Reducing Yacc Latency by 80%
Dolt is the first relational database that supports Git-like versioning. Dolt's content-addressed storage layer plugs into two wire layers, MySQL and now Postgres (DoltgreSQL).
While half of the team works on reaching 100% Postgres compatibility, I continue to chase perf. The topic of today's blog is our Yacc SQL parser.
Parsing is commonly thought to be an insignificant fraction of query time, but as we've made other parts of execution faster, it has crept up to 15% of our small queries:
Today's changes make parsing about 80% faster. On a linux server this translates to about ~30 microseconds of the smallest queries, and ~2% of larger queries with more involved AST structures. Here are a few notable standouts from the sysbench benchmarks:
benchmark | before (ms) | after (ms) | latency Δ |
---|---|---|---|
oltp_point_select | .30 | .27 | -10.% |
select_random_ranges | .70 | .62 | -11.4% |
select_random_points | .64 | .61 | -4.9% |
oltp_read_write | 11.65 | 11.24 | -3.5% |
The sysbench read averages are now nearing +40% slower than MySQL, and write averages -20% faster than MySQL.
TPC-C similarly sees about ~2% improvement on the average query, reflected in the 95% percentile tail latency (p95). Because the bulk of TPC-C queries are small selects and inserts, we've gained a 5% boost to the transaction throughput per second (TPS):
metric | before | after | latency Δ |
---|---|---|---|
p95 (ms) | 64.5 | 60.0 | -6.95% |
TPS | 39.3 | 41.3 | +5.07% |
Background
Lexing and parsing a query string are the first steps in query planning. Lexing splits a query string into sets of tokens, and parsing builds those tokens into a valid sentence in our SQL grammar as a typed abstract syntax tree (AST).
There are many ways to parse strings, and we will use that variety to better understand Yacc's bottlenecks.
Recursive descent parsers are state machines that make token-by-token decisions building ASTs from the root node downwards.

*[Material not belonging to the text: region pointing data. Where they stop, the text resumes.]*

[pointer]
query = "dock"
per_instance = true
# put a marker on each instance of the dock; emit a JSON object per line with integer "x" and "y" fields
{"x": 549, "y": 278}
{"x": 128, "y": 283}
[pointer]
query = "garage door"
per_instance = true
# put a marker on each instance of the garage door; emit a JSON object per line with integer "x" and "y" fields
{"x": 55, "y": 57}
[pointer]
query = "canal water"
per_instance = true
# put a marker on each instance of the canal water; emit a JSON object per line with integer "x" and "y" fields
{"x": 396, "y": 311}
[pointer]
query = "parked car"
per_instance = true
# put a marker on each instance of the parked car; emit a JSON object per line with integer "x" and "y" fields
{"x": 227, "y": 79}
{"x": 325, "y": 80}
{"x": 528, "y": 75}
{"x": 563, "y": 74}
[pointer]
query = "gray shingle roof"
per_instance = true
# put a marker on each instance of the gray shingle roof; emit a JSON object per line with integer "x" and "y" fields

The state machine below shows how recursive descent appends to the top-level Insert
node moving through states. It is worth noting that the parser requires the current and next token to make decisions.
func (p *insertParser) insert() (*Insert, bool) {
// INSERT into_table_name insert_data_alias
nextId, nextTok := p.peek()
if nextId != INSERT {
return nil, false
}
p.next()
ins := new(Insert)
var id int
var tok []byte
var ok = true
for ok && nextId != 0 {
id, tok = nextId, nextTok
nextId, nextTok = p.peek()
switch id {
case INSERT:
switch nextId {
case INTO:
case ID:
ins.Table, ok = p.tableName()
default:
ok = false
}
case INTO:
ins.Table, ok = p.tableName()
case VALUE, VALUES:
var values Values
values, ok = p.tupleList()
ins.Rows = &AliasedValues{Values: values}
default:
ok = false
}
nextId, nextTok = p.next()
}
if !ok {
return nil, false
}
return ins, true
}
The rest of the implementations are variations of left-recursive parsing. We still process through tokens from left to right. And we still need a lookahead token for decision making. But state transitions are inverted from top-down to bottom-up. The state machine now alternates between appending leaf tokens to a stack, and "reducing" the stack when the token sequence matches a pattern. "Reducing" is equivalent to a grammar rule, like root -> insert into_table_name insert_data_alias
. The logs below show the tail end of a stack reducing an INSERT
through the root state after all tokens have been shifted:
reduce stack: (46 *sqlparser.With) (111 string) (1059 sqlparser.Comments) (1596 string) (2403 sqlparser.TableName)(3228 *sqlparser.Insert)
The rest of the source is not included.